Design Approach for Additive Manufacturing in Spare Part Supply Chains

TL;DR

This paper introduces an optimization-based design approach for integrating additive manufacturing into spare part supply chains, aiming to improve distribution efficiency and resource deployment.

Contribution

It presents a novel optimization framework using p-median and MILP models for strategic placement of 3D printers in spare part supply chains.

Findings

Effective deployment of 3D printers reduces lead times.

The approach improves inventory management and supply chain responsiveness.

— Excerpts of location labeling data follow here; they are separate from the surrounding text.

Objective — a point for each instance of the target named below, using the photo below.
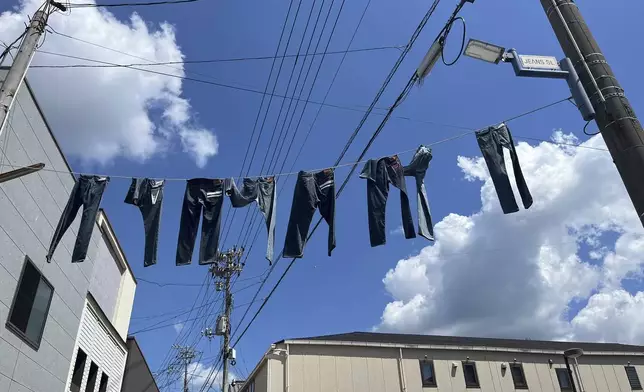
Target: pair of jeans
(491, 141)
(417, 168)
(379, 174)
(147, 194)
(312, 191)
(204, 197)
(87, 192)
(262, 191)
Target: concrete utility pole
(616, 118)
(186, 355)
(18, 70)
(228, 263)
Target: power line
(91, 5)
(211, 61)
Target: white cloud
(100, 114)
(519, 275)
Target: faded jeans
(417, 168)
(491, 141)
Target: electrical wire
(91, 5)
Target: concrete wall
(327, 368)
(30, 208)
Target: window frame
(517, 365)
(35, 344)
(476, 374)
(633, 388)
(426, 384)
(107, 382)
(567, 373)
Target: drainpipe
(401, 370)
(286, 366)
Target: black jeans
(312, 191)
(147, 194)
(491, 141)
(261, 190)
(205, 197)
(87, 192)
(379, 174)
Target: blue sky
(345, 292)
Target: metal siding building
(30, 209)
(372, 362)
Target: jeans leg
(91, 203)
(189, 224)
(69, 213)
(304, 204)
(151, 213)
(211, 223)
(493, 153)
(377, 193)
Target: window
(91, 379)
(30, 305)
(633, 379)
(102, 387)
(469, 372)
(427, 373)
(79, 368)
(518, 376)
(564, 379)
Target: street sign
(539, 62)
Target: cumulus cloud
(555, 271)
(100, 114)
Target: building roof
(405, 339)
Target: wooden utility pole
(616, 118)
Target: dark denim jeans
(491, 141)
(262, 191)
(312, 191)
(417, 168)
(379, 174)
(147, 194)
(204, 196)
(87, 192)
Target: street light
(484, 51)
(536, 67)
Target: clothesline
(313, 170)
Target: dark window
(518, 376)
(565, 383)
(79, 368)
(633, 378)
(91, 378)
(427, 373)
(30, 305)
(102, 387)
(469, 372)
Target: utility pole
(185, 355)
(18, 70)
(616, 118)
(228, 263)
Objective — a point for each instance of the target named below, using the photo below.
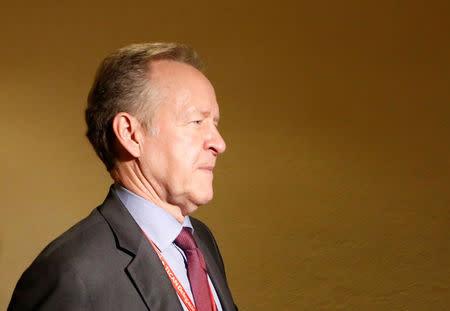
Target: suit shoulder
(80, 243)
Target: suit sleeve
(48, 287)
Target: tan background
(334, 191)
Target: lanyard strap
(176, 284)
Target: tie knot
(185, 240)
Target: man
(152, 118)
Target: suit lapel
(216, 276)
(145, 269)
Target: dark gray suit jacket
(105, 262)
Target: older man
(152, 118)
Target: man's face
(178, 161)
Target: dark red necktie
(196, 270)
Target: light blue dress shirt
(162, 228)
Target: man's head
(156, 135)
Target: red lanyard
(177, 285)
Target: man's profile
(152, 119)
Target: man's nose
(215, 142)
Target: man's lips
(207, 168)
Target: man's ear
(128, 133)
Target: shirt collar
(159, 225)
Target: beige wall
(334, 191)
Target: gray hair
(122, 84)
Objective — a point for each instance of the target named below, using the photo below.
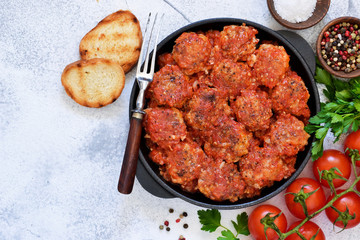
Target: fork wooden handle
(128, 169)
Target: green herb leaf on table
(241, 226)
(227, 235)
(339, 115)
(210, 219)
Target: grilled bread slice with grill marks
(93, 83)
(117, 37)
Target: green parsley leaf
(339, 115)
(227, 235)
(241, 226)
(210, 219)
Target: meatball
(238, 42)
(221, 181)
(290, 95)
(216, 52)
(206, 108)
(272, 62)
(229, 141)
(287, 135)
(164, 126)
(232, 77)
(170, 87)
(262, 166)
(253, 109)
(191, 52)
(182, 164)
(165, 59)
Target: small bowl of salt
(298, 14)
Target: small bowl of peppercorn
(338, 47)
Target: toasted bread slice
(117, 37)
(93, 83)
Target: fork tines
(147, 42)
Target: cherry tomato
(350, 200)
(332, 158)
(313, 203)
(256, 228)
(308, 230)
(352, 141)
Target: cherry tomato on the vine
(352, 141)
(351, 201)
(313, 203)
(308, 230)
(256, 228)
(332, 158)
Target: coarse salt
(295, 11)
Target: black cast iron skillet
(297, 64)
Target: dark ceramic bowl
(333, 22)
(297, 64)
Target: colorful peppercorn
(340, 47)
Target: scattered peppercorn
(340, 47)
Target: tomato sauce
(225, 114)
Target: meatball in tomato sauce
(191, 52)
(238, 42)
(271, 64)
(221, 181)
(253, 109)
(164, 126)
(182, 164)
(232, 77)
(287, 135)
(229, 141)
(262, 166)
(290, 95)
(170, 87)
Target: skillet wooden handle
(128, 169)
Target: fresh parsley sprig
(339, 114)
(211, 220)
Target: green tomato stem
(328, 204)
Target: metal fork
(143, 77)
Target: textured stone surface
(59, 161)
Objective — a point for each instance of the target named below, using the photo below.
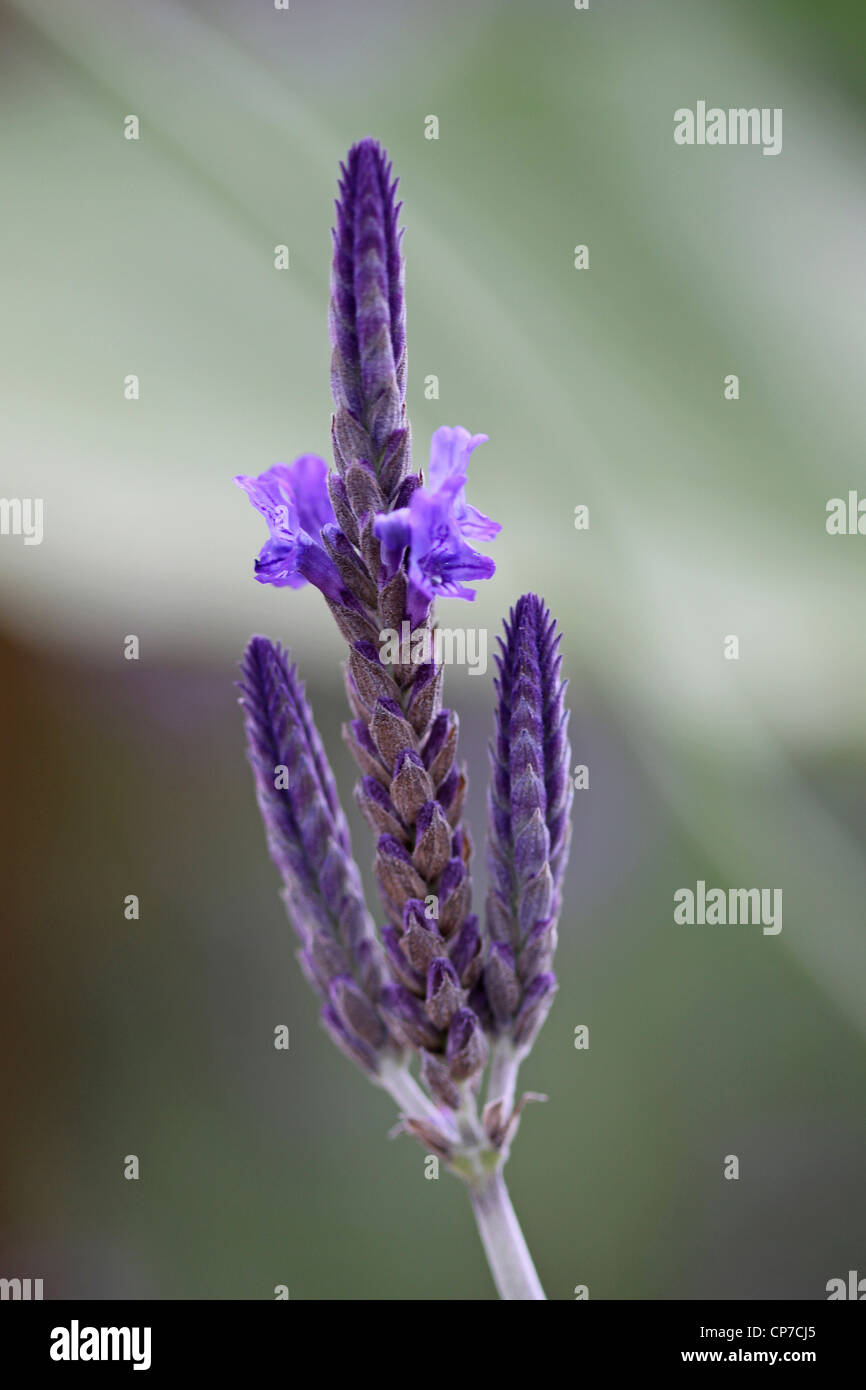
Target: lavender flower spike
(528, 833)
(381, 544)
(309, 843)
(369, 324)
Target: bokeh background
(599, 387)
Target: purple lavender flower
(309, 843)
(369, 324)
(528, 833)
(295, 503)
(382, 545)
(435, 526)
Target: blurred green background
(599, 387)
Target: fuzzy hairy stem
(503, 1243)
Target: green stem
(503, 1244)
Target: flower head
(530, 802)
(295, 503)
(435, 526)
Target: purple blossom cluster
(382, 542)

Validated with a real-world elevator maintenance case.

Abstract

In the current industrial revolution, additive manufacturing (AM) embodies a promising technology that can enhance the effectiveness, adaptability, and competitiveness of supply chains (SCs). Moreover, it facilitates the development of distributed SCs, thereby enhancing product availability, inventory levels, and lead time. However, the wide adoption of AM in industrial SCs creates various challenges, leading to new difficulties for SC design. In this context, this paper proposes a new design approach to AM SCs using optimization methods. More specifically, the proposed approach, comprising the p-median and mixed-integer linear programming models, considers the decision of deploying productive resources (3D printers) in specific locations of generic spare part SCs. The approach was evaluated in a real-world use case of an elevator maintenance service provider. The obtained results demonstrated the promising capabilities of the proposed design approach in managing the challenges arising from the forthcoming widespread use of 3D printers in manufacturing SCs.